Sunday, November 08, 2009

Danger and Fear


I have a confession to make, I like to read travelogues about danger and hardship, especially from the comfort of my armchair. I was recently googling up the Yungas Road in Bolivia, reputedly the most deadly in the world and I can believe it. I am not at all sure I would want to risk driving it.

However it set me to thinking about perceptions of risk. Everyday we walk along pavements, sometimes by the side of very busy road where stepping out would be certain death, the pavement may not be very wide, but do we think about it? I would hazard a guess if instead of the road to ones side there were a vertical drop of several thousand feet we would be stricken by vertigo and find the route much more difficult.

For what it is worth I have driven roads as difficult as the Yungas Road, there are loads of them in Wales, even narrower in parts, the difference being that there is not the traffic, and not the same degree of sheer drop. Mind you a couple of hundred feet, or a couple of thousand, does it make that much difference once you are off the edge?

Perception of danger is clearly relative, the picture at the top is not the Yungas Road, it is the Bylch y Groes in Wales, the two below are the Rhos Y Gwaliau on the other side of the mountain.



Below is the Yungas road and I know which ones I am going to stick to :)

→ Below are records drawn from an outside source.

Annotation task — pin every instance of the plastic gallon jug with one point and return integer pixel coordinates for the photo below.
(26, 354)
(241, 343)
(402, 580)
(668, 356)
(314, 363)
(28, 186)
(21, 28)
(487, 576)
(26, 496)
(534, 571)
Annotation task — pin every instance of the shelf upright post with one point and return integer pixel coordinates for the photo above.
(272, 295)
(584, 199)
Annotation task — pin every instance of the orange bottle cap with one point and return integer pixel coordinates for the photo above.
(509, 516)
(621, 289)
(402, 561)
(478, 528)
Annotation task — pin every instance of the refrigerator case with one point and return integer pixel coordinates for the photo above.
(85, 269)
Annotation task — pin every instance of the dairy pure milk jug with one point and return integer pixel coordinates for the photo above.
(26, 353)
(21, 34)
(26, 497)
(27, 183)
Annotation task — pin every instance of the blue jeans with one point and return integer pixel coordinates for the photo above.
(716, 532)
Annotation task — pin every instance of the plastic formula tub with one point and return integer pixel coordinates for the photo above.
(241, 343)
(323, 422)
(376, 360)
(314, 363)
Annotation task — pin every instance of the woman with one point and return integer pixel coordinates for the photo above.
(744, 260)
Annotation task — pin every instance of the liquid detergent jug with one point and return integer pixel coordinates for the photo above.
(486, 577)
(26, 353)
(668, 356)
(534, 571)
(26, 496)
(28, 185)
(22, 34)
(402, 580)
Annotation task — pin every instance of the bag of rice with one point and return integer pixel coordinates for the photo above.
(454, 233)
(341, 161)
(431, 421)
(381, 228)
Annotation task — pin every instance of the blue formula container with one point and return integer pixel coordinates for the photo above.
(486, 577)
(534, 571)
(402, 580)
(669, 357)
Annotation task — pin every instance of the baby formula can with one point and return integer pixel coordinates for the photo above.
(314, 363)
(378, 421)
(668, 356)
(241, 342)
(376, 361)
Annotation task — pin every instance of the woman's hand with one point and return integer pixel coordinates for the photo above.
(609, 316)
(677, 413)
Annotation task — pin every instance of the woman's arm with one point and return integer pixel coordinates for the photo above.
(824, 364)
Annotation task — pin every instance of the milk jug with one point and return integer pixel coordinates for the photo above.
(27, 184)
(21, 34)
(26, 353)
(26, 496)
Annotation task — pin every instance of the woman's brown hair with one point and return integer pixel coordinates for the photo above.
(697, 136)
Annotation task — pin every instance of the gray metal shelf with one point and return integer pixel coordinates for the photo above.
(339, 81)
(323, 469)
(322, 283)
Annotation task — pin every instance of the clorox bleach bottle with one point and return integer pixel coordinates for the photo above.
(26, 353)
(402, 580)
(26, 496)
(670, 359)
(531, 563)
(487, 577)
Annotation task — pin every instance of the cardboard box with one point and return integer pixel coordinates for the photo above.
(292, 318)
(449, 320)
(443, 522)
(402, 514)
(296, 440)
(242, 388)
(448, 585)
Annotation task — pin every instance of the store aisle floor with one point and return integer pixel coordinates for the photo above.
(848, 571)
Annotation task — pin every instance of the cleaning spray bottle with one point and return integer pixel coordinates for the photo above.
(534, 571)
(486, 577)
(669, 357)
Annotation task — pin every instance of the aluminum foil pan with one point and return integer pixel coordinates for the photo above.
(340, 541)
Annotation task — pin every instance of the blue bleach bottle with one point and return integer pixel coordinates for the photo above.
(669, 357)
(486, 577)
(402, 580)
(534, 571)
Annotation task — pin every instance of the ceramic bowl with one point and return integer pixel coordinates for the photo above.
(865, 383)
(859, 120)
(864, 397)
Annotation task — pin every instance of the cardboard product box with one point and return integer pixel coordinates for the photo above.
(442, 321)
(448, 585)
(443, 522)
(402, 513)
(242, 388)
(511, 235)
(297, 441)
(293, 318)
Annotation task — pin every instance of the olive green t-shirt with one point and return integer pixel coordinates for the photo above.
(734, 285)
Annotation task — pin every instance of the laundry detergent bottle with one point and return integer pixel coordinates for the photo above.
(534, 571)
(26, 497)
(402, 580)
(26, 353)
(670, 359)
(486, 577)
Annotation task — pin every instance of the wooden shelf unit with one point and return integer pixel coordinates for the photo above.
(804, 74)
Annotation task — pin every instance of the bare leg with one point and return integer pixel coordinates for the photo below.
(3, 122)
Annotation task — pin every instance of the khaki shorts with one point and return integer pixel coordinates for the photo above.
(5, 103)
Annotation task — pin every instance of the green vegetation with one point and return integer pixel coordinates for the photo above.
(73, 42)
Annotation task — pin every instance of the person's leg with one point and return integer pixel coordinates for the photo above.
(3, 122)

And for good measure, added last night, me driving one of the Welsh examples.

3 comments:

Anne said...

We have a pretty good one here in the SF Bay Area called Devil's Slide. Not only can you fall off, stuff can fall down on you, too. It's a beautiful drive, though. It should be closed for driving in a couple of years as they are building a tunnel bypass.
http://tinyurl.com/ygyv48n

Larry Arnold PhD FRSA said...

I have just added another video to it.

Clay said...

I saw the hour-long version of the story about that road in Bolivia. They showed that at some narrow curves, there are people there with signs to regulate traffic, so that accidents are avoided. They also showed what was left of a bus that had gone over the side with 30-some people in it. Must have been horrifying.